III. – Le I de l'article 50 de la loi de finances pour 2006 (n° 2005-1719 du 30 décembre 2005) est ainsi modifié :
A. – Après la deuxième occurrence du mot : « produit », la fin du c du 1° du A est ainsi rédigée :
« des taxes prévues aux articles 302 bis KE et 302 bis KF du même code, déterminées chaque année par la loi de finances ; ».
B. – Après la deuxième occurrence du mot : « produit », la fin du a du 1° du B est ainsi rédigée :
« des taxes prévues aux articles 302 bis KE et 302 bis KF du même code, non imputées à la première section du compte ; ».
IV. – Les dispositions du présent article entrent en vigueur à compter du 1er janvier 2008.
Un amendement au projet de loi de finances rectificatives pour 2007 prévoit selon la récente association des services Internet communautaires (Asic) de taxer les recettes publicitaires de tout site Internet diffusant des « oeuvres ou documents cinématographiques ou audiovisuels ». Tollé chez les éditeurs de plateformes de vidéo en ligne, qui regrettent qu'une telle taxe ait pu être votée « en catimini » par l'Assemblée nationale sans la moindre concertation avec les acteurs concernés. Objectif de cet amendement : financer la création audiovisuelle en taxant ceux qui diffusent des oeuvres de telle nature sur Internet, au même titre que la télévision est taxée, l'idée étant de « préserver la cohérence d'ensemble du financement du secteur audiovisuel », selon Marie-Hélène des Esgaulx, députée UMP à l'origine de ce texte.
Partant du principe que certains services ou opérateurs proposent à leurs usagers « un accès gratuit aux œuvres, c'est à dire non soumis au paiement d'un prix, à condition de visionner un ou plusieurs messages publicitaires », cet amendement suggère que soient soumis « à une taxe de 2 % les ressources publicitaires et de parrainage encaissées par les services de vidéo à la demande ou leurs régisseurs ».
Pour la récente Asic, qui réunit des acteurs du Web comme Dailymotion, Google, Yahoo, AOL et PriceMinister (voir cet article de Neteco.com), une telle taxe menacerait le développement de l'Internet français. En échange d'un service gratuit offert aux internautes, qui y trouvent un moyen gratuit de diffuser leurs créations, les plateformes de vidéo en ligne se rémunèrent par l'affichage de publicités.
« L'application de cette taxe viserait particulièrement les plateformes communautaires vidéos, des jeunes pousses françaises lancées il y a moins de trois ans, qui se retrouveraient ainsi, avec l'accord du Gouvernement, stoppées dans leur développement technologique. Les plateformes de blogs et de commerce électronique seraient également soumises à cette nouvelle taxation suite à la volonté de leurs utilisateurs de partager des moments forts », explique l'Asic.
Par extension, la taxe pourrait toucher tout internaute qui propose gratuitement, sur un site personnel ou sur un blog, l'accès à des oeuvres cinématographiques ou audiovisuelles. « La taxe est due par toute personne établie en France qui met à disposition du public un service offrant l'accès à titre onéreux ou gratuit à des œuvres ou documents cinématographiques ou audiovisuels sur demande individuelle formulée par un procédé de communication électronique », précise en effet le texte de cet amendement. Est-il légitime que la diffusion des vidéos personnelles d'un internaute soit taxée pour financer la création cinématographique ?

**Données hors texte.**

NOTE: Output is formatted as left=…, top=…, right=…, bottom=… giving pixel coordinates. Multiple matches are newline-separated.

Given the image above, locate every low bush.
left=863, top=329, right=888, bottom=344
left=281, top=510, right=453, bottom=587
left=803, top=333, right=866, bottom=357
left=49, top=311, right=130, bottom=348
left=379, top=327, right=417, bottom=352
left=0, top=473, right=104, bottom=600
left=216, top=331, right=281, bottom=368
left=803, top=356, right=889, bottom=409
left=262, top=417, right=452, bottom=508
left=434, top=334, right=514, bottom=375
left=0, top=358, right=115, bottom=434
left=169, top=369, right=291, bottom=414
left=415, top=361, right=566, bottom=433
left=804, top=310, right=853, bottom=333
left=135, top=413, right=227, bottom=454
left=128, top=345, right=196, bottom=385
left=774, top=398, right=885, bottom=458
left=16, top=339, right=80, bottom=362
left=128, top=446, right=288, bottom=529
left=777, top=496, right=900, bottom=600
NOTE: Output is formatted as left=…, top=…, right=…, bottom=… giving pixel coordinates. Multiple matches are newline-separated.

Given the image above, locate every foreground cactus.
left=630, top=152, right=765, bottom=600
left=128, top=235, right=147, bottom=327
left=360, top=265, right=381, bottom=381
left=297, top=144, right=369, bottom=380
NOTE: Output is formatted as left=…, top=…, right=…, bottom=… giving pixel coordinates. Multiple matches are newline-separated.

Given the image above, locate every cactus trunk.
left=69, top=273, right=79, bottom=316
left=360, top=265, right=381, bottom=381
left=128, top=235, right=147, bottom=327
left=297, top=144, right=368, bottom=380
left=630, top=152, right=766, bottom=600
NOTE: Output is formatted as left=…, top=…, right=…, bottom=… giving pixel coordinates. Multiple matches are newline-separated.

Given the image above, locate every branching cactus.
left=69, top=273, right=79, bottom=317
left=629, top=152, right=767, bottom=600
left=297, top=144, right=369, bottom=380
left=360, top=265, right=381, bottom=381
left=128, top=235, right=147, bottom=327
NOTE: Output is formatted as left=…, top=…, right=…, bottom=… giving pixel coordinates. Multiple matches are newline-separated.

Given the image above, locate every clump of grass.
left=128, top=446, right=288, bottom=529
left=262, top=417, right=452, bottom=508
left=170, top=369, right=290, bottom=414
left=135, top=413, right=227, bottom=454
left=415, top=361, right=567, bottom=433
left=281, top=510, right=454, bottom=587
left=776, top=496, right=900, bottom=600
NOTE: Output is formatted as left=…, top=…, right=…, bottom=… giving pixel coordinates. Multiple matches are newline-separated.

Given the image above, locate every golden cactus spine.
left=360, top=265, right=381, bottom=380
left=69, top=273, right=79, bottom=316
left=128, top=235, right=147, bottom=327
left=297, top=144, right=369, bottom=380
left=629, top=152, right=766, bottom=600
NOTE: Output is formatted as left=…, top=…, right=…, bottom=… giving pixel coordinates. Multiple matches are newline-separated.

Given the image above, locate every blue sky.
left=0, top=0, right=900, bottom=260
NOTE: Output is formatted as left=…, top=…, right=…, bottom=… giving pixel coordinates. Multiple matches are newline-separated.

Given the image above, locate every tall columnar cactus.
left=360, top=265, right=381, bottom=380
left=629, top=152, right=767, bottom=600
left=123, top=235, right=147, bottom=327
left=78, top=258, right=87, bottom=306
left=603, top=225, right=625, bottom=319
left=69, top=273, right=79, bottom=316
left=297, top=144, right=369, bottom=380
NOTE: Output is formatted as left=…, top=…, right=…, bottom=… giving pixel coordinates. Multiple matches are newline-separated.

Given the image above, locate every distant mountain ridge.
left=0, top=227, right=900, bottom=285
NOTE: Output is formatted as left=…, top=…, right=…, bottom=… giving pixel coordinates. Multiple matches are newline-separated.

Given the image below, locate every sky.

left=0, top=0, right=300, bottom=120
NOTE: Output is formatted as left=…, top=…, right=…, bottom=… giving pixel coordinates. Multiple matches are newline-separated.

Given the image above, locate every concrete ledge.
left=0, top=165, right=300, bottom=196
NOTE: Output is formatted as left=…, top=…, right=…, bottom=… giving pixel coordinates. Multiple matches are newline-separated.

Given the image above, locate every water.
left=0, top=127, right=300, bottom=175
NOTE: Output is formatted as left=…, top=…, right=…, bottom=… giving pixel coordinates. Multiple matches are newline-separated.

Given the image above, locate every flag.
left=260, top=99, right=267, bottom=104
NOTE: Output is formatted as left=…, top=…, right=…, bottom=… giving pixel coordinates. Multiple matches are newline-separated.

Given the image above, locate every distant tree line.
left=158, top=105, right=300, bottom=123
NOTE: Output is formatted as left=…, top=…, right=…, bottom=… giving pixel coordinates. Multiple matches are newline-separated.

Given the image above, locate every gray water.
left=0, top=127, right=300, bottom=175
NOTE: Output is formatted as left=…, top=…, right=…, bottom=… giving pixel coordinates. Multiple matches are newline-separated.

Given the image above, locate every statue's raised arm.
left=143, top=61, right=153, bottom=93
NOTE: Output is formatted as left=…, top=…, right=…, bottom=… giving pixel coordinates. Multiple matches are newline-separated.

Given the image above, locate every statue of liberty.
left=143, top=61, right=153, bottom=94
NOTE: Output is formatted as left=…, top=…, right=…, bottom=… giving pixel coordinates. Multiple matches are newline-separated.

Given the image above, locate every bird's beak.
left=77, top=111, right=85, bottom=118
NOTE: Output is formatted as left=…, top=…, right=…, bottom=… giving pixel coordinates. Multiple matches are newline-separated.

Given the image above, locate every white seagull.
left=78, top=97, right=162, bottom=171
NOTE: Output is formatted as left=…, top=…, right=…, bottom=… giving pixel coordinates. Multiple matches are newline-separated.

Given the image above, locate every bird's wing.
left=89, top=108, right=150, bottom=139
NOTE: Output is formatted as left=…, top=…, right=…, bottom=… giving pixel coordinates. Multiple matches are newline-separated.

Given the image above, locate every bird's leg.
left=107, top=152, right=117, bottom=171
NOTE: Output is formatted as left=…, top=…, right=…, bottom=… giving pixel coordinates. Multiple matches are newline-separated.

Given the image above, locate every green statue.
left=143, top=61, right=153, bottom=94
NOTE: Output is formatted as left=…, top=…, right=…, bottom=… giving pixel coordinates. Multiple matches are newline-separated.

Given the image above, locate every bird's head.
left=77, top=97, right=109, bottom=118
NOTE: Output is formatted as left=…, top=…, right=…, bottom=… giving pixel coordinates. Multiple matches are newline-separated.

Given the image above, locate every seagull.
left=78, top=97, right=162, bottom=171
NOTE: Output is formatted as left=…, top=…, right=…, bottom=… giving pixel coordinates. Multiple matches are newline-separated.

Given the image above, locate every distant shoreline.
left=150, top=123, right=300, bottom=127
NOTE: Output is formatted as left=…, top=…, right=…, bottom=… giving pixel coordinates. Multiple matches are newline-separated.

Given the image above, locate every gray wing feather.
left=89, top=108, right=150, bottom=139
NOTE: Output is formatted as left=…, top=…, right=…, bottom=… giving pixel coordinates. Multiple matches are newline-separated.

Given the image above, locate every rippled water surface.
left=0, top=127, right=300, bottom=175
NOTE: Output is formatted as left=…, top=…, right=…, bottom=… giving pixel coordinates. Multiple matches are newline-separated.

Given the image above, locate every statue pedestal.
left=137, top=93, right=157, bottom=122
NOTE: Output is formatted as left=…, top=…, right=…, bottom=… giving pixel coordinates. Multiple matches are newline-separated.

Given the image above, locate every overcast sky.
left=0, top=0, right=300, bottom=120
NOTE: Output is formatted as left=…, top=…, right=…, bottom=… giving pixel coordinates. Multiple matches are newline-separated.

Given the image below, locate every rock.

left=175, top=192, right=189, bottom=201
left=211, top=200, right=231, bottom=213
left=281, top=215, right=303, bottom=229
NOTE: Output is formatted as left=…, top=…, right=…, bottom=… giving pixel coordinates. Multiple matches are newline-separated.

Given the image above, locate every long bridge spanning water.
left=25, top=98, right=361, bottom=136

« Nous ne pouvons admettre l'adoption d'une telle taxation qui remettrait en cause la gratuité de la diffusion d'information et de partage des contenus réalisés par les internautes. S'il est naturel de réfléchir à de nouveaux modes de financement de l'industrie culturelle, l'adoption d'une taxation des créations des internautes semble particulièrement inadaptée », ont déclaré les deux coprésidents de l'Asic, Pierre Kosciusko-Morizet et Giuseppe de Martino. Soumis à l'approbation du Sénat le 17 décembre prochain, cet amendement entrerait en vigueur le 1er janvier 2008.